GEMA chief Tobias Holzmüller on AI dispute: “75,000 AI songs every day is alarming”
GEMA chief Tobias Holzmüller on AI dispute: Holzmüller warns that 75,000 AI-generated songs produced daily threaten creators as lawsuits against OpenAI and Suno press for licensing and transparency.
GEMA chief Tobias Holzmüller issued a stark warning this week, saying the sheer volume of AI-generated music—about 75,000 tracks per day—poses an urgent challenge for the rights sector. The GEMA chief Tobias Holzmüller on AI dispute framed the surge as alarming for songwriters, composers and publishers represented by the collecting society, which represents roughly 100,000 rights holders. His comments come amid legal action against technology firms including OpenAI and Suno and in response to growing interest in AI audio tools on streaming services. The intervention signals a more confrontational phase as music-rights organizations seek clear rules for how machine-learning systems can use and monetize protected works.
GEMA chief frames scale of AI output as systemic threat
Tobias Holzmüller said the daily flood of AI-generated tracks is not an isolated technical problem but a structural one that could distort markets. He stressed that automated production on such a scale risks commodifying musical elements that creators license and earn from today. For a society that collects and distributes royalties, the volume raises immediate questions about provenance, attribution and payment flows. GEMA’s position emphasizes that widespread unlicensed use of copyrighted works to train or generate music would undermine the livelihoods of its members.
Lawsuits filed against OpenAI and Suno reflect legal test cases
The GEMA chief referenced active litigation targeting OpenAI and Suno as part of an effort to define legal boundaries for AI in music. Those cases aim to determine whether and how companies may rely on copyrighted recordings and compositions when developing generative audio systems. For rights holders, the suits are intended to secure recognition of ownership and to compel licensing or compensation where protected material has been used. Observers say the outcomes of these proceedings could set precedents affecting platforms, developers and the broader creative economy.
Streaming platforms and new AI tools under scrutiny
Holzmüller singled out the possibility of AI features being integrated into major streaming services as especially concerning for rights administrators. New tools on platforms like Spotify could enable mass generation or personalization of songs that mimic existing artists and styles. That prospect raises practical questions about monitoring, takedown, and how royalties would be collected for derivative works. GEMA’s stance is that platforms must not become distribution channels for unlicensed AI creations without mechanisms that protect creators’ rights.
Calls for licensing, dataset transparency and fair remuneration
At the heart of GEMA’s demands are three central expectations: that companies obtain appropriate licenses, disclose the sources used to train models, and ensure authors receive fair remuneration. Holzmüller emphasized that these principles are non-negotiable for a collecting society tasked with safeguarding income streams for composers and lyricists. Transparency about training datasets would also help determine whether protected recordings or scores have been used without consent. Industry stakeholders say workable licensing frameworks and clearer disclosure practices are needed to balance innovation with legal and economic rights.
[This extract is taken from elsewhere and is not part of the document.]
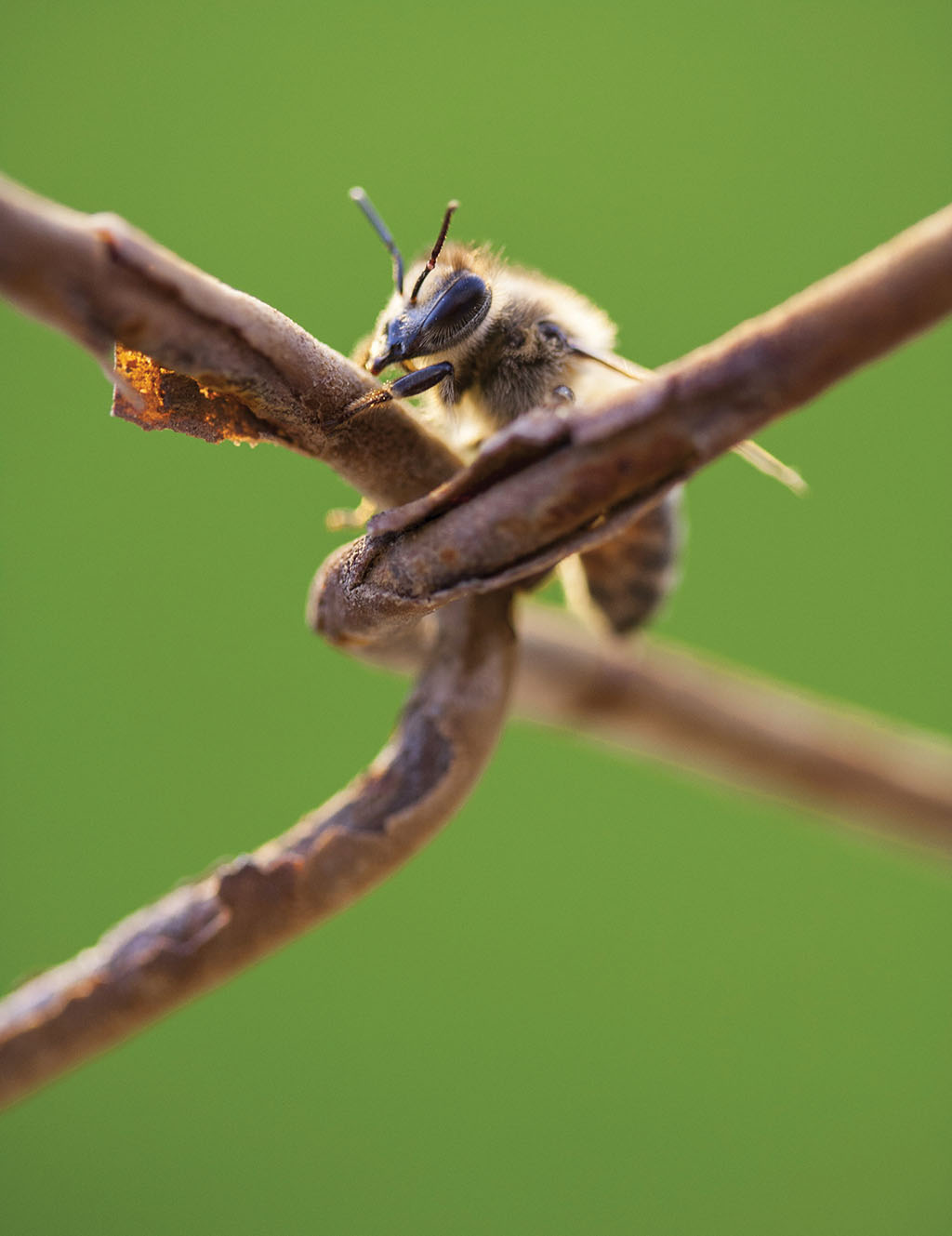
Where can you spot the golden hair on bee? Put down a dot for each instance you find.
(485, 341)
Creators face detection, attribution and market pressure
Rights holders and independent artists alike are confronting a new set of operational problems as AI-generated songs proliferate. Automated recognition systems struggle to identify subtle derivations and to attribute authorship reliably, complicating royalty distribution. Meanwhile, an influx of low-cost, machine-produced tracks could depress prices and reduce visibility for human creators. GEMA has warned that without technical and legal remedies, the competitive landscape for songwriters and composers could change rapidly and to their detriment.
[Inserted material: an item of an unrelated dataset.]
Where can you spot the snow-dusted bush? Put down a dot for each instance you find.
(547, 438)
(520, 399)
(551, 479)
GEMA has positioned itself as a central actor in shaping how generative AI is governed in the music sector, advocating for enforceable licensing, clearer transparency about model training, and protections that preserve creator income. As lawsuits proceed and streaming platforms evaluate AI offerings, the music industry will closely watch court decisions, regulatory responses and commercial agreements that follow. The stakes are high for the society’s roughly 100,000 members and for the wider future of music creation and remuneration.